Der Führer der ELN-Guerilla-Gruppe, Antonio García, sagte, seine Organisation werde sich einer vereinten Front gegen jede US-Militärintervention anschließen, wobei er die Vertreibung des venezolanischen Präsidenten Nicolás Maduro als eine kolonialistische Bedrohung anführte.
Die ELN, die am Drogenhandel beteiligt ist und Teile der Grenze Kolumbien-Venezuela kontrolliert, hat angeblich Verbindungen zu Caracas unterhalten und Venezuela als Zufluchtsort genutzt.
Andere Rebellenführer, auch von dissidenten FARC-Fraktionen, haben zu einer regionalen Koalition aufgerufen, um den US-Aktionen zu widerstehen.
Die Spannungen zwischen Kolumbien und den USA sind unter Präsident Donald Trump gestiegen, der Kolumbiens Drogenpolitik kritisiert und Sanktionen gegen Präsident Gustavo Petro drohte.
Trotzdem hat ein kürzlicher Anruf den Weg für einen Besuch im Weißen Haus im Februar geebnet.

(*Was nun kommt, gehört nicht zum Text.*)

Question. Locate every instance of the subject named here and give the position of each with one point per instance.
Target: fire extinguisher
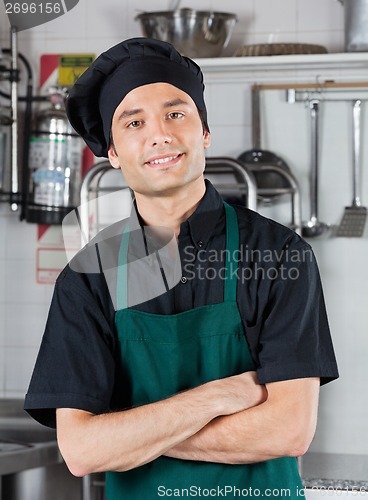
(55, 163)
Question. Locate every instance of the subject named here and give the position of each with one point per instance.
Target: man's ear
(113, 157)
(206, 139)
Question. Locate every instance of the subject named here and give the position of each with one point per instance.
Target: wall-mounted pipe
(14, 115)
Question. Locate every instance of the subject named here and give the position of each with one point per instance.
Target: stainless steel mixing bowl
(193, 33)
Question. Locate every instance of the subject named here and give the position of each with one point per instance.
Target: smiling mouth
(164, 161)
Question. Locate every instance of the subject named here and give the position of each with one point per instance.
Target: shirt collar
(203, 220)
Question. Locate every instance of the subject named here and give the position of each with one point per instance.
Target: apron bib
(162, 355)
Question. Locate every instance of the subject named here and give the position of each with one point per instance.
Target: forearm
(276, 428)
(127, 439)
(124, 440)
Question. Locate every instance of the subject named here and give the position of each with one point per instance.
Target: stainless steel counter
(31, 465)
(335, 470)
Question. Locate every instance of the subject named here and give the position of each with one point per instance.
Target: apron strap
(122, 274)
(232, 247)
(232, 250)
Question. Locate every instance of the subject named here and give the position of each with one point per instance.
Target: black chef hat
(101, 88)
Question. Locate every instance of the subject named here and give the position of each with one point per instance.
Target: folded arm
(283, 425)
(127, 439)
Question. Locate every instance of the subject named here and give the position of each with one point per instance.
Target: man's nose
(159, 133)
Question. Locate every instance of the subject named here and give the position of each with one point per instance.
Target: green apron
(162, 355)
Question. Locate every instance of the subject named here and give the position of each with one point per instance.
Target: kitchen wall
(93, 26)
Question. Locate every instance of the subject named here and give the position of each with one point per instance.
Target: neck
(172, 209)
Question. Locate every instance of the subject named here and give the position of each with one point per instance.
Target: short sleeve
(75, 365)
(294, 336)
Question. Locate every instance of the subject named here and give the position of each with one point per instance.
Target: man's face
(158, 139)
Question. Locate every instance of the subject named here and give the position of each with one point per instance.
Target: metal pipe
(356, 154)
(14, 112)
(244, 173)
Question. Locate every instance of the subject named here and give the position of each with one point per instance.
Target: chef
(210, 387)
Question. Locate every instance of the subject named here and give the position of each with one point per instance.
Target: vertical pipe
(14, 112)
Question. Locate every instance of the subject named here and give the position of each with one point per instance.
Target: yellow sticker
(71, 66)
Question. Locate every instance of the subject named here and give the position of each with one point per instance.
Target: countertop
(335, 471)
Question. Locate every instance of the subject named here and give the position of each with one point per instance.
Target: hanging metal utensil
(258, 158)
(173, 4)
(353, 221)
(313, 227)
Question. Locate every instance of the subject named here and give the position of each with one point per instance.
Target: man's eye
(175, 115)
(134, 124)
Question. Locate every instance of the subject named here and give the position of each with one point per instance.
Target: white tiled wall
(93, 26)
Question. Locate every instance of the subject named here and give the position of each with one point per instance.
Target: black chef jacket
(279, 296)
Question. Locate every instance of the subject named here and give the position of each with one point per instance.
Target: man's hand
(239, 392)
(283, 425)
(127, 439)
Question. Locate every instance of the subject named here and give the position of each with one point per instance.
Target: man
(210, 388)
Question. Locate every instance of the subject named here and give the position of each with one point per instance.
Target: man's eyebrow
(167, 104)
(175, 102)
(129, 112)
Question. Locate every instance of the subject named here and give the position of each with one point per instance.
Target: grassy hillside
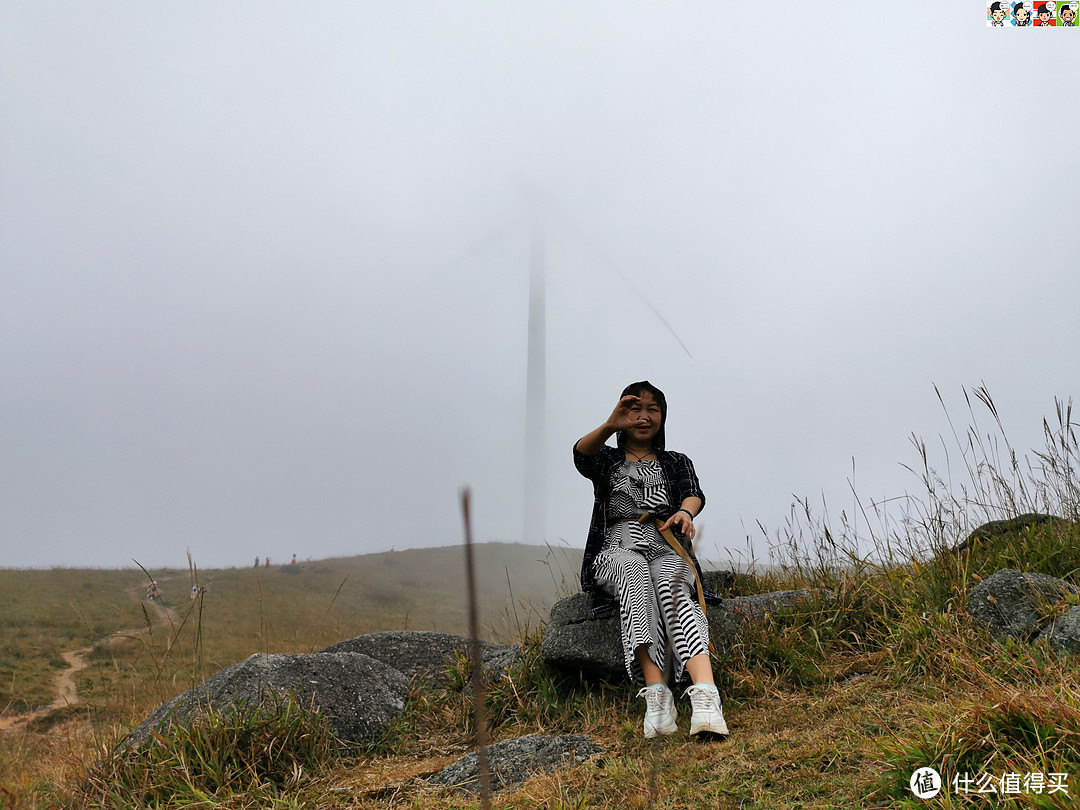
(245, 610)
(833, 703)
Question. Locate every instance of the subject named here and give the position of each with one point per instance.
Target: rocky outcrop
(423, 656)
(358, 694)
(360, 685)
(512, 761)
(577, 642)
(1015, 605)
(1064, 632)
(1010, 526)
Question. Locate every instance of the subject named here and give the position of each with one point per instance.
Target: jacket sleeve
(687, 483)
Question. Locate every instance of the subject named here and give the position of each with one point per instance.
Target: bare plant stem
(480, 715)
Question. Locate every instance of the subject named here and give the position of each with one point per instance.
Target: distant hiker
(638, 555)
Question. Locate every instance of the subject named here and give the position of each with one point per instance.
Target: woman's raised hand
(623, 417)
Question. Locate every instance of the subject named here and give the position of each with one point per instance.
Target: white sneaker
(660, 712)
(707, 717)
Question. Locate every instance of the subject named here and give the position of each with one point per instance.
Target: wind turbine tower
(536, 494)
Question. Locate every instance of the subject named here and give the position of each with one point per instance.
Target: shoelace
(653, 698)
(701, 698)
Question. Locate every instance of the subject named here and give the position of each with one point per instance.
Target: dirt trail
(64, 688)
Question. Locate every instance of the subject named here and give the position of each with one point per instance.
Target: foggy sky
(264, 268)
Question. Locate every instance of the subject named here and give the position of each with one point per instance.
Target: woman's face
(647, 410)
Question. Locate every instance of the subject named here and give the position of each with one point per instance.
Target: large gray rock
(359, 694)
(512, 761)
(424, 656)
(1009, 526)
(1064, 632)
(576, 642)
(1014, 605)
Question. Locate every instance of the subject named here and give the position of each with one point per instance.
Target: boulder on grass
(1064, 632)
(356, 693)
(424, 656)
(512, 761)
(1015, 605)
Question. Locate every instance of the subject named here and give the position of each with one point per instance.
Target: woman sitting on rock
(646, 499)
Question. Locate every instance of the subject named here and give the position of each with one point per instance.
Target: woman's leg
(625, 574)
(685, 625)
(700, 669)
(650, 671)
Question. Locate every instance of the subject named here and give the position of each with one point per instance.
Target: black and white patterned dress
(652, 583)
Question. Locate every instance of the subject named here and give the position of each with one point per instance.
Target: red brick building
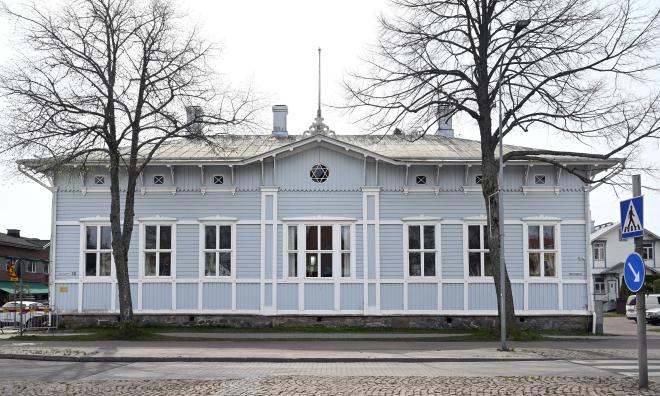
(35, 255)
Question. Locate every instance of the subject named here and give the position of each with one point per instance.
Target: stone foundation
(563, 323)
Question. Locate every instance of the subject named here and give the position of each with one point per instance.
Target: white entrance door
(612, 289)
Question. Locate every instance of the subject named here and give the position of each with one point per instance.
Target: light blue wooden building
(325, 224)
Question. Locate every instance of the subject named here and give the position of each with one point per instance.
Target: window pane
(534, 264)
(225, 264)
(209, 264)
(414, 264)
(209, 237)
(293, 237)
(106, 237)
(91, 237)
(326, 238)
(533, 234)
(487, 265)
(106, 260)
(485, 235)
(474, 241)
(548, 237)
(429, 237)
(293, 264)
(549, 264)
(225, 237)
(150, 238)
(312, 265)
(345, 238)
(474, 264)
(429, 264)
(165, 264)
(413, 237)
(345, 264)
(165, 237)
(150, 264)
(326, 265)
(90, 264)
(312, 238)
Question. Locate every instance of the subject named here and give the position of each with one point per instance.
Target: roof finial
(318, 127)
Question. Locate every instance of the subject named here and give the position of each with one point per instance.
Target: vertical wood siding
(351, 296)
(186, 296)
(319, 296)
(542, 296)
(287, 296)
(156, 296)
(391, 296)
(452, 296)
(216, 296)
(423, 296)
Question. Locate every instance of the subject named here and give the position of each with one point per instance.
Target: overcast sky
(273, 45)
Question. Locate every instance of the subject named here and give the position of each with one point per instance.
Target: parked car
(653, 316)
(652, 302)
(10, 313)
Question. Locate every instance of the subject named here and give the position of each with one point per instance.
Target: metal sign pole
(641, 305)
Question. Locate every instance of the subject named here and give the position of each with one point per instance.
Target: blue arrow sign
(634, 272)
(632, 217)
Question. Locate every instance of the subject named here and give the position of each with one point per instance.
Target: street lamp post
(519, 26)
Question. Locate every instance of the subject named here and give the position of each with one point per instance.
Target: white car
(10, 313)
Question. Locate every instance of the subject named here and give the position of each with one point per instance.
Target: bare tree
(108, 81)
(559, 64)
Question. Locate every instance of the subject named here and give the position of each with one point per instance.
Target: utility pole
(640, 306)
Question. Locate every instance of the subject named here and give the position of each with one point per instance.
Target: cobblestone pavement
(302, 385)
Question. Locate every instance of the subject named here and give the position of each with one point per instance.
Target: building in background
(322, 225)
(609, 255)
(35, 255)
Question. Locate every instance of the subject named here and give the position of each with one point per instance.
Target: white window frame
(599, 246)
(143, 250)
(222, 178)
(407, 250)
(483, 230)
(536, 179)
(336, 251)
(557, 251)
(203, 250)
(646, 249)
(98, 251)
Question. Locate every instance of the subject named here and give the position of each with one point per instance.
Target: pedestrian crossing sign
(632, 217)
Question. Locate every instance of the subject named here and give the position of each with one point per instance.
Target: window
(217, 250)
(541, 250)
(157, 250)
(98, 250)
(539, 179)
(599, 286)
(599, 250)
(478, 251)
(647, 252)
(421, 250)
(318, 251)
(319, 173)
(319, 247)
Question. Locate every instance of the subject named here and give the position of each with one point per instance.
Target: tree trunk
(490, 186)
(120, 248)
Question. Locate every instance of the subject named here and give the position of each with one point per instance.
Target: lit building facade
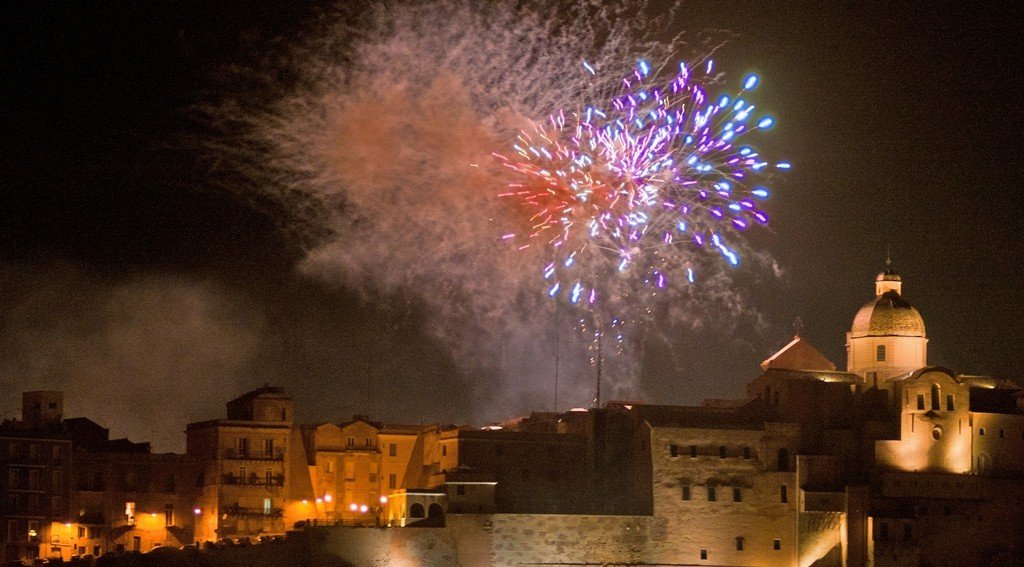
(888, 463)
(35, 482)
(244, 468)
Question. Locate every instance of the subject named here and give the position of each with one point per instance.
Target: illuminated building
(888, 463)
(246, 464)
(36, 478)
(126, 496)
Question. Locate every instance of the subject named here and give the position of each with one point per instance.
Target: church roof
(886, 315)
(798, 355)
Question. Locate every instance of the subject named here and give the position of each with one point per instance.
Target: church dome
(888, 314)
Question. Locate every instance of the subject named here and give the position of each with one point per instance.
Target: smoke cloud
(140, 356)
(379, 139)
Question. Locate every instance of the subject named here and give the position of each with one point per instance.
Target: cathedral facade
(890, 462)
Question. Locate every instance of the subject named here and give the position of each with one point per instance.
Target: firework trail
(376, 135)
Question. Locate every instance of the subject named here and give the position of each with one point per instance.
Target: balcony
(276, 454)
(254, 480)
(237, 510)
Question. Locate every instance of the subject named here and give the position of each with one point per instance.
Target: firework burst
(374, 135)
(622, 197)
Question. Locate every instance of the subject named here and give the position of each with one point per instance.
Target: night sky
(152, 295)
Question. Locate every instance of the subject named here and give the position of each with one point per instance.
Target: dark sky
(134, 284)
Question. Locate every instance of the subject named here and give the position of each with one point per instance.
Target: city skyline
(131, 281)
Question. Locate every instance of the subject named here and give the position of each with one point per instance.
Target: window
(783, 459)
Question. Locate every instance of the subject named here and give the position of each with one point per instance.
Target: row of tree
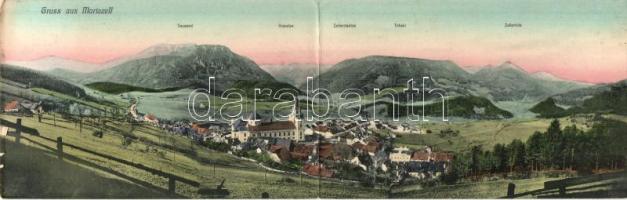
(601, 147)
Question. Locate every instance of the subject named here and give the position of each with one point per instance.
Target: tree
(475, 156)
(536, 146)
(554, 136)
(501, 155)
(517, 155)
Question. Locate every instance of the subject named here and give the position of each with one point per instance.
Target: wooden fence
(172, 179)
(559, 188)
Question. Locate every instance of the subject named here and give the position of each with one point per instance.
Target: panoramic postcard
(313, 99)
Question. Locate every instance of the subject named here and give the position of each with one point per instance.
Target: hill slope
(33, 78)
(548, 108)
(386, 71)
(182, 67)
(509, 82)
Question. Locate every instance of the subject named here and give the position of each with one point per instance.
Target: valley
(132, 124)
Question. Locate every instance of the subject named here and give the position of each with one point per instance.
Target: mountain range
(176, 66)
(189, 65)
(505, 82)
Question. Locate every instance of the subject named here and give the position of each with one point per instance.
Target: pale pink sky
(586, 42)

Die US-Militärstreiks in der Karibik und im Pazifik haben seit September mehr als 100 Menschen getötet, die auf mutmaßliche Drogenhandelsschiffe abzielen, während die poröse 2.200 Kilometer lange Grenze nach wie vor ein Hotspot für bewaffnete Konflikte und illegale Aktivitäten ist.
Colombia's ELN vows unified resistance against potential U.S. military intervention, citing Maduro's ouster as a colonial threat.